Problemas de desempenho costumam surgir em produções artesanais, sem controle de fator água-cimento e cura adequada. Em fábricas sérias, os blocos são dimensionados para usos específicos, como paredes internas, externas e áreas que exigem maior desempenho mecânico.
Quanto custa realmente construir com concreto celular?
O bloco de concreto celular costuma ter preço unitário maior que o tijolo cerâmico, mas isso não significa obra mais cara. Considerando menos argamassa, menos madeira para formas, menor desperdício e mão de obra mais produtiva, o sistema pode reduzir o custo final em até 30%.
Além do impacto imediato no orçamento da obra, o material oferece conforto térmico e acústico superiores, reduzindo gastos com climatização ao longo da vida útil da edificação. Assim, a análise correta deve considerar o desempenho global da alvenaria, e não apenas o valor de cada peça.
Confira um vídeo do canal Construção Celular com as 5 mentiras que contam sobre o bloco de concreto:
É difícil trabalhar com bloco de concreto celular?
Na rotina do canteiro, o bloco de concreto celular costuma facilitar o trabalho, e não complicar. Ele é mais leve por metro quadrado de parede, pois exige menos peças que o tijolo cerâmico, reduzindo esforço físico, transporte interno e tempo de execução.
Outra vantagem é a facilidade de corte e ajuste: o bloco pode ser serrado com ferramentas simples, permitindo encaixes rápidos, aberturas para instalações e menor geração de entulho. O sistema modular, com opções de meias peças e blocos menores, agiliza encontros e cantos de parede.
Concreto celular causa infiltração ou protege contra umidade?
O mito de que o bloco de concreto celular “filtra água” vem do fato de ele ser leve e poroso, absorvendo líquido em imersão total, condição rara na obra. Nas paredes, suas células internas não são interligadas, o que dificulta a passagem completa da água e reduz a infiltração em relação à alvenaria cerâmica.
Para entender melhor o comportamento do material frente à água e à umidade, vale observar algumas situações típicas de obra e como o concreto celular reage em cada uma delas:
Imersão total
O material absorve água rapidamente nesse ensaio, mas trata-se de um teste extremo, pouco representativo das condições reais de uso.
Chuva intensa
A infiltração tende a ser menor do que em tijolos cerâmicos, devido às células internas não conectadas.
Umidade do solo
Apresenta boa resistência à capilaridade quando a base recebe impermeabilização correta.
Tratamento e proteção
Utiliza os mesmos impermeabilizantes aplicados em outras alvenarias, com resultados eficientes e duráveis.
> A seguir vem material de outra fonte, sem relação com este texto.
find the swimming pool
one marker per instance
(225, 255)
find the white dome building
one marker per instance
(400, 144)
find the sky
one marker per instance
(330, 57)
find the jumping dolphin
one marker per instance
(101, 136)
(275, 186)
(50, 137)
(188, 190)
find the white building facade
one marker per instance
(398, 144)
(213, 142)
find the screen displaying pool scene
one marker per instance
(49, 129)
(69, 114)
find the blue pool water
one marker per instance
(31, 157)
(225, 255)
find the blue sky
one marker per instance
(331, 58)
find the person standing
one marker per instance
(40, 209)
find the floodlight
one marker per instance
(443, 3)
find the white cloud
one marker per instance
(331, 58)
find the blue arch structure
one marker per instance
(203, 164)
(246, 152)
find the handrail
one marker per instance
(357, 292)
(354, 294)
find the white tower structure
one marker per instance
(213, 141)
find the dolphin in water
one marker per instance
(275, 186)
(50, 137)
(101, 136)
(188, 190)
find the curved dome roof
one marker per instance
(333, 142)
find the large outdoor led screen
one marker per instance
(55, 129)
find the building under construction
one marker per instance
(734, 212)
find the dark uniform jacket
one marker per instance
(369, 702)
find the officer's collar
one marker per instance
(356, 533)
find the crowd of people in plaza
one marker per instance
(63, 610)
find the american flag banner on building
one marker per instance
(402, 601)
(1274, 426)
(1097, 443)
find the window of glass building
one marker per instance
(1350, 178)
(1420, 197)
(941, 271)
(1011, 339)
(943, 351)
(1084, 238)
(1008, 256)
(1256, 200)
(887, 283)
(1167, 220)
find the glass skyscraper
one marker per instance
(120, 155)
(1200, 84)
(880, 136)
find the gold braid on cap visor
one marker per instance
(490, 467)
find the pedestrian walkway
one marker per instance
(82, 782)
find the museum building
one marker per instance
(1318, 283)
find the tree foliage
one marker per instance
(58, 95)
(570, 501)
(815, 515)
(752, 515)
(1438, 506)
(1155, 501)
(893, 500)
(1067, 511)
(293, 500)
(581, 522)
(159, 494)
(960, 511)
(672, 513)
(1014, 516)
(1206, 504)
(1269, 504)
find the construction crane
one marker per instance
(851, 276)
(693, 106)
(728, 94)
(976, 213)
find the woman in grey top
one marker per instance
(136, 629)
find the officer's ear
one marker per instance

Casa com concreto celular pode ser reformada depois?
O bloco de concreto celular é usado para vedação não estrutural, ou seja, não substitui pilares, vigas e fundações. Assim, continua sendo possível abrir portas, janelas, demolir e redistribuir paredes internas, desde que a estrutura de concreto armado seja respeitada.
Na prática, a flexibilidade de reforma é muito semelhante à de casas com alvenaria cerâmica tradicional. Diversas obras já adaptaram paredes em concreto celular para novas esquadrias e ampliações, mostrando que o sistema acompanha bem mudanças de layout ao longo do tempo.